While ESPN’s NFL pre-game show has set up base in New York City, the network’s marquee college football show is on the road adapting to the challenges of the pandemic for its 27th consecutive year.
“College GameDay” started its season at Wake Forest University in Winston-Salem, N.C., last weekend with a modified presentation.
“It’s [coronavirus] forced us to rethink every aspect of our productions, including travel, our on-site presence and staffing at events, how we conduct meetings, and more,” said Lee Fitting, SVP, production at ESPN in an ESPN Front Row Q&A. “It has been a worthwhile exercise as some things we’re doing this season could become the norm long-term.”
“Traveling to college campuses is part of ‘College GameDay’s’ DNA. It’s been that way since 1993,” said Fitting. “We’ve been to 76 different schools during ‘GameDay’s’ 34 seasons. We were determined to travel. It’s tradition! It will be different this year – with fewer people on-site and no crowds, but we hope waking up to a ‘College GameDay’ roadshow on Saturdays this fall gives fans something to look forward to and offers a sense of normalcy in the midst of what we are all experiencing right now.”

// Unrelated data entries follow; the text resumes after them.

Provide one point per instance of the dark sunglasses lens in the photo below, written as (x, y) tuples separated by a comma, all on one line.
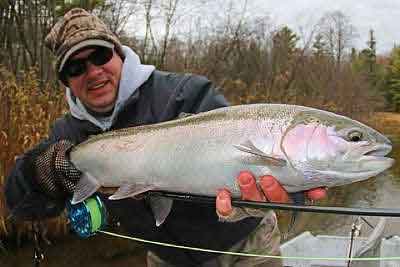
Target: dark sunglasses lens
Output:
[(98, 57), (75, 68), (101, 56)]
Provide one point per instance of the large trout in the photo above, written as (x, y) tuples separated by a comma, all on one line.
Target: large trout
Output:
[(302, 147)]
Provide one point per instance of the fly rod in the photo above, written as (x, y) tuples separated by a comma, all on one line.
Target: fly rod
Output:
[(382, 212)]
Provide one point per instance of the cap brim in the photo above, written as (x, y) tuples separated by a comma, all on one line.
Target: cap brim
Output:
[(80, 45)]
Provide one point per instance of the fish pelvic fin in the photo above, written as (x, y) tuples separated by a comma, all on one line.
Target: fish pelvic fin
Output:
[(130, 190), (249, 147), (161, 207), (86, 186)]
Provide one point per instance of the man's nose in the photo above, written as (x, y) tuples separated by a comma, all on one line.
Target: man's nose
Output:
[(92, 69)]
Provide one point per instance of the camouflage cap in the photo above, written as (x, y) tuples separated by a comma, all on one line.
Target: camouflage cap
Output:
[(75, 30)]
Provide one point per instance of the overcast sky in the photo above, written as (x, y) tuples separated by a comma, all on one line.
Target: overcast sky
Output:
[(381, 15)]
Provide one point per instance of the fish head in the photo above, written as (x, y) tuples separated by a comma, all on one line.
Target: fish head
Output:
[(330, 150)]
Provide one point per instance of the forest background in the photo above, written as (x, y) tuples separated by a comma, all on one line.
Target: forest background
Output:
[(249, 58)]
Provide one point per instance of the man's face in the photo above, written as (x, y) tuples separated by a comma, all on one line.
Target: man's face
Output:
[(97, 87)]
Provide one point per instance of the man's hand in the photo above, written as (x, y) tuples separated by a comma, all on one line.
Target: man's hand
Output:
[(272, 191), (55, 174)]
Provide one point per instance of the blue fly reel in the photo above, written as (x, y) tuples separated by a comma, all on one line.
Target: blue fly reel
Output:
[(87, 217)]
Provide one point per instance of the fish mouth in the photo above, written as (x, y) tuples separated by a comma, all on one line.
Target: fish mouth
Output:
[(378, 150), (372, 162)]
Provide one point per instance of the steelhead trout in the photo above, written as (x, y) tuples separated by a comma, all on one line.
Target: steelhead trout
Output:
[(301, 146)]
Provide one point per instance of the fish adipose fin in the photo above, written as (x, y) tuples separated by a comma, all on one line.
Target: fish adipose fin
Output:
[(249, 147), (86, 186), (130, 190), (184, 115), (161, 207)]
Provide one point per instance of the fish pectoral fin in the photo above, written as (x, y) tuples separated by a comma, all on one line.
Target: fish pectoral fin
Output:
[(249, 147), (161, 207), (86, 186), (130, 190)]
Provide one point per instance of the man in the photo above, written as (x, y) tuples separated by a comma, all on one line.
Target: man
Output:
[(108, 88)]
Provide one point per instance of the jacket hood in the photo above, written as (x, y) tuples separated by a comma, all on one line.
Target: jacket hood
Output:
[(133, 75)]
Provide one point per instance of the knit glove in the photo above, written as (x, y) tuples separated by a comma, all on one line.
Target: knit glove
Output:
[(55, 174)]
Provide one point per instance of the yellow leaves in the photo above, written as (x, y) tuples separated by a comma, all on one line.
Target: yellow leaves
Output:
[(26, 112)]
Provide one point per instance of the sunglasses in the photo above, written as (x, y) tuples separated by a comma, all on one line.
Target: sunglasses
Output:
[(77, 67)]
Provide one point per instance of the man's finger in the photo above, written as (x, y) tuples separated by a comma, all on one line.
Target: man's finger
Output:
[(224, 202), (316, 193), (273, 190), (248, 187)]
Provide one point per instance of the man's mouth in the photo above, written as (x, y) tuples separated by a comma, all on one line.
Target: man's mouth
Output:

Out is the typical mosh pit of college students surrounding the stage, in is a virtual experiencing bringing in fan voices to each broadcast.
“This was a multi-month project figuring out how we could first get fans to the show. Secondly, how could we make it an engaging and rewarding experience in the same way attending ‘College GameDay’ on a college campus is?” said Alexa Dettelbach, sports marketing associate manager at ESPN.
“We had a concept in our minds of how we wanted the system to function, but this was brand new territory. We have all seen different iterations of virtual fan feed integrations, but the leagues (NFL, NBA, etc.) have maintained those. We wanted to detail the creative from design to how fans were filtered, and that required finding the right partner to execute,” said Lindsey Lloyd, managing producer, football at ESPN. “Our third-party provider, Ross Production Services, developed a production portal that has allowed us to have hundreds of fans join live on a weekly basis.”
In the first weekend alone, ESPN notes 5,500 fans registered to appear in the “virtual pit,” which features a few hundred fans on each week’s show.
“This year will be different, but fans have always been an important part of the College GameDay experience, and that won’t change.”
The show’s desk has also been super-sized, expanded to about 24 feet to accommodate social distancing of host Rece Davis and analysts Kirk Herbstreit, Desmond Howard, David Pollack and Chris Fallica.
Meanwhile, in Orlando, Florida, ESPN has set up an elaborate home studio for Lee Corso. Featuring a miniature ‘GameDay’ desk, Corso’s Florida room and pool area have been transformed with college tchotchkes and cardboard cutouts.